FPGA-Accelerated Simulation Technologies (FAST)

2005 WARFP: The first paper on FAST.
2006 WARFP: A four page summary.
ICCAD 2007: How the timing models are composed.
MICRO 2007: Our first prototype.

The FAST simulation methodology is a new approach to simulating computer systems aims to be orders of magnitude faster than other RTL-level cycle-accurate techniques, while being able to run unmodified applications on top of unmodified operating systems and providing full transparency into the running system with no simulation slowdown.  Such simulators are only useful if they are relatively easy to create, use and modify.   We are in the process of proving the methodology by building such a simulator and the infrastructure needed to efficiently use it.

Such speed and functionality is achieved by partitioning the simulation task between a functional model and a timing model.  The functional model executes the desired programs and produces a trace of all instructions executed that is immediately piped to the timing model.  The timing model pushes those instructions through a model of the target (simulated machine) micro-architecture.  Since the instructions have already been executed, all information about them, such as the virtual and physical address of both the instruction itself as well as any data memory accesses, source and destination registers, exceptions, and so on, have already been generated and can be made available to the timing model.
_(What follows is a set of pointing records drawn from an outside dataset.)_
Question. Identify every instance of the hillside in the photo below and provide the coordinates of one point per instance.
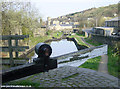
(89, 17)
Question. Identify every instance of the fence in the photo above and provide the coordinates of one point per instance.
(12, 49)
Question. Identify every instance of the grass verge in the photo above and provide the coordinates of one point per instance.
(113, 60)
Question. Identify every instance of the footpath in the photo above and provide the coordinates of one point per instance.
(104, 59)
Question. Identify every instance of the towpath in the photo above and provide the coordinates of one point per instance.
(104, 59)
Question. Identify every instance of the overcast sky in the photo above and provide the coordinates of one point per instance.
(55, 8)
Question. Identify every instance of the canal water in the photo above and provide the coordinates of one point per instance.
(59, 48)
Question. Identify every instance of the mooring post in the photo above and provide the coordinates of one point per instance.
(10, 52)
(16, 44)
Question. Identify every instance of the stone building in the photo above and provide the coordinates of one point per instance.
(115, 22)
(111, 28)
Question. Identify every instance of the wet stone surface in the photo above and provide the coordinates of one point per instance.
(68, 76)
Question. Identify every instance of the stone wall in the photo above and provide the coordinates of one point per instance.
(77, 58)
(110, 40)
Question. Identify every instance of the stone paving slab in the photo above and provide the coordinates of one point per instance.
(68, 76)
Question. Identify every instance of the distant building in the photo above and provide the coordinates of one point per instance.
(111, 28)
(54, 24)
(115, 22)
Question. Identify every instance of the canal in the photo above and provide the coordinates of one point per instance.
(58, 48)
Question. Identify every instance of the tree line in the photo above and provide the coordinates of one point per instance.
(20, 17)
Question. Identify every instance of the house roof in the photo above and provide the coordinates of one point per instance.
(114, 19)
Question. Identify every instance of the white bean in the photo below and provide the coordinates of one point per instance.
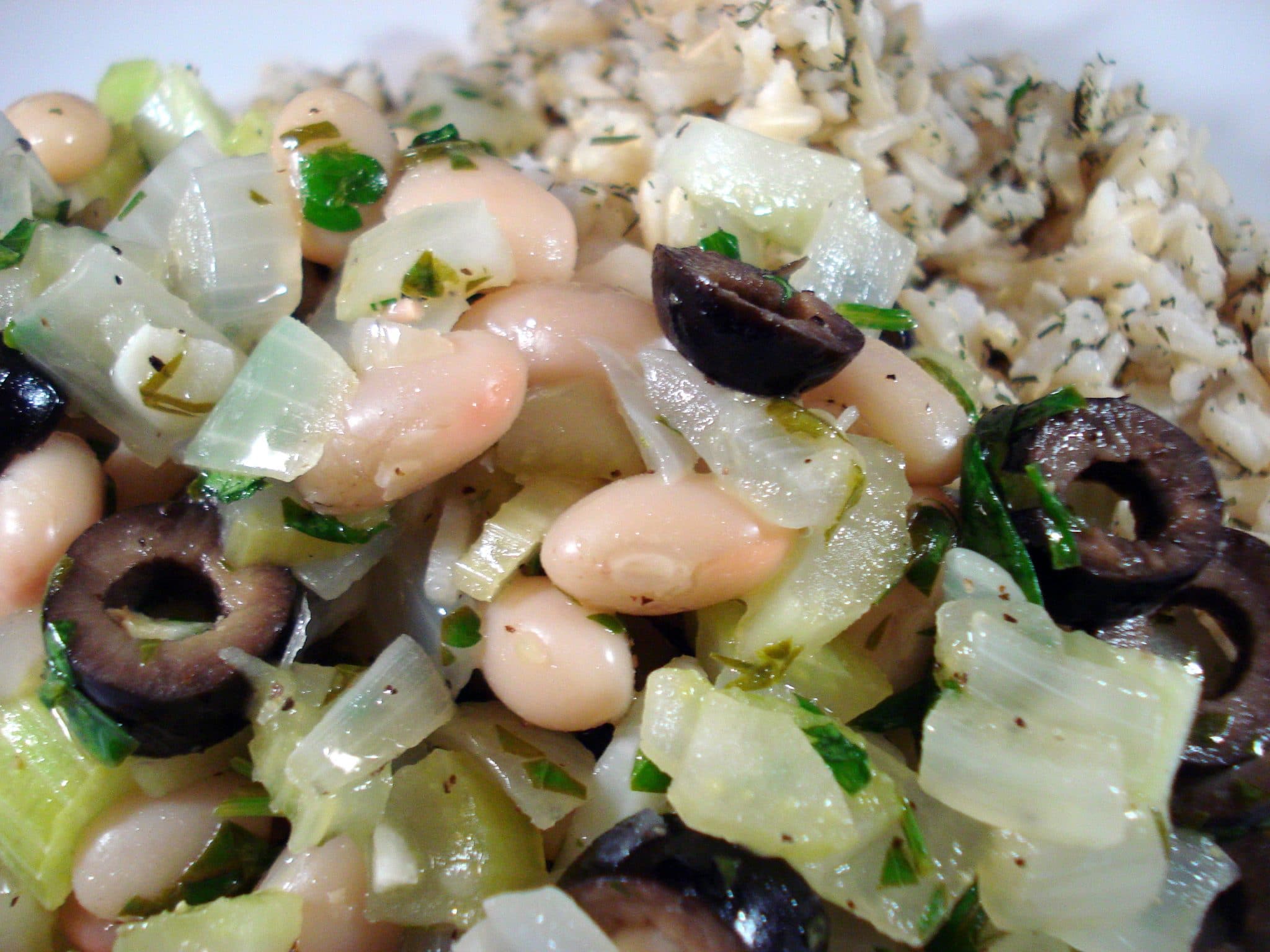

Of course, not every target micro-architecture is capable of fetching only right path instructions; in fact virtually all modern micro-architectures at least occasionally fetch wrong path instructions.  We call the instruction stream that the functional model would naturally produce (branches all correctly resolved) the functional path and the instruction stream that the timing model would actually fetch (which would include both right path instructions and wrong path instructions) either the target path or the correct path.

Without correct instructions, the timing model cannot accurately predict the behavior of the target.  Thus, the timing model checks to make sure that the functional path instructions are the correct path.  If they are not, the timing model notifies the functional model of that fact, forcing the functional model back onto the correct path. 

This scheme of a functional/timing split with timing correction of the functional mode was first used in the FastSim simulator (Schnarr and Larus).  FAST is different than FastSim in that it leverages our observation that the timing model only seldomly corrects the functional model, meaning that the functional model can be separated from the timing model and efficiently run in parallel.  The only time a synchronization event is necessary is when the timing model corrects the functional model, that occurs infrequently if the target micro-architecture is efficient. 

We have a prototype of a parallelized simulator based on this observation.  We parallelize between the functional model and the timing model, as well as within the timing model itself.  We plan to also parallelize the functional model in the very near future. 

Our current prototype uses a heavily modified QEMU (an open source, high-performance, full-system functional simulator) as a functional model and our own hand-written timing model that models a generic out-of-order superscalar processor and some of the system around it.  Our timing model is written in Bluespec, a high-level hardware description language that has lots of nice features.  The timing model runs on an FPGA, an extraordinarly efficient parallel platform.  FAST-QEMU runs on an standard general-purpose processor. 

Our current development host platform (what the simulator runs on) is a DRC Computer prototyping system that is essentially a Linux system built from a dual-processor motherboard with an AMD Opteron in one socket and a Xilinx FPGA in the other socket.  The two communicate over HyperTransport.  
On the DRC platform, our current prototype runs at average of about 1.2MIPS across a wide range of applications including Windows XP and Linux boot, MySQL, Sweep3D (a DOE benchmark) and the SPEC2000 integer benchmarks. 

This material is based upon work supported by the National Science Foundation under Grant No. 0615352 and the Department of Energy as well as gifts from Bluespec, Intel, IBM, Freescale, and Xilinx.

We are in the process of releasing parts of the simulator.  Below are our publically released components.

BRAM.v: includes a quad-ported block RAM implemented by double clocking the Xilinx block RAMs.